A questo punto ci si interroga sulla opportunità del ricorso ai contractors privati quale soluzione per liberare l’area dalla pirateria.

Sull’ammissibilità dell’impiego di società di sicurezza private esistono molti dubbi soprattutto di natura giuridica. Infatti, può una compagnia di contractors armare una nave per condurre la lotta alla pirateria? Il diritto del mare conferisce poteri di intervento solo a navi da guerra o a navi in servizio governativo.

Un altro aspetto sul quale è dovuta una ulteriore riflessione è relativo al possibile collegamento tra pirateria marittima e terrorismo. Infatti, sebbene i due fenomeni siano caratterizzati da fini diversi non può essere esclusa a priori una possibilità di osmosi tra i due in particolare laddove è forte e radicata una presenza ideologica e religiosa sulla quale far presa per il coinvolgimento di pirati in azioni violente di natura politica.

La moderna pirateria marittima così come si sta manifestando è sicuramente in grado di fornire alle organizzazioni terroristiche capacità tecnico-operative e conoscenza dell’ambiente operativo utili agli scopi del terrorismo.

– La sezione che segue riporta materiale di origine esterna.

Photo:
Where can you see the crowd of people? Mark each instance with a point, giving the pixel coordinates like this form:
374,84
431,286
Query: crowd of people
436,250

Le Monarchie petrolifere del Golfo Persico hanno recentemente denunciato la pirateria quale nuova forma di terrorismo. Se così fosse ci troveremmo di fronte ad un nuovo fenomeno “la pirateria terroristica”.

I Paesi del Gulf Cooperation Council (Consiglio per la Cooperazione tra i Paesi del Golfo Persico) hanno manifestato la propria disponibilità a collaborare per uno sforzo comune per far fronte a quello che definiscono un nuovo pericolo che minaccia la navigazione marittima e la stabilità economica e politica dell’area.

In conclusione potremmo affermare che la presenza di differenti dispositivi navali militari nell’area costituisce un sicuro deterrente per garantire una adeguata cornice di sicurezza ai trasporti via mare ma non sicuramente la soluzione del problema pirateria.

La situazione in Somalia agevola fenomeni come questo laddove non c’è una autorità in grado di interrompere i traffici di armi e porre un serio freno alle organizzazioni criminali e non ultimo l’infiltrazione di organizzazioni terroristiche.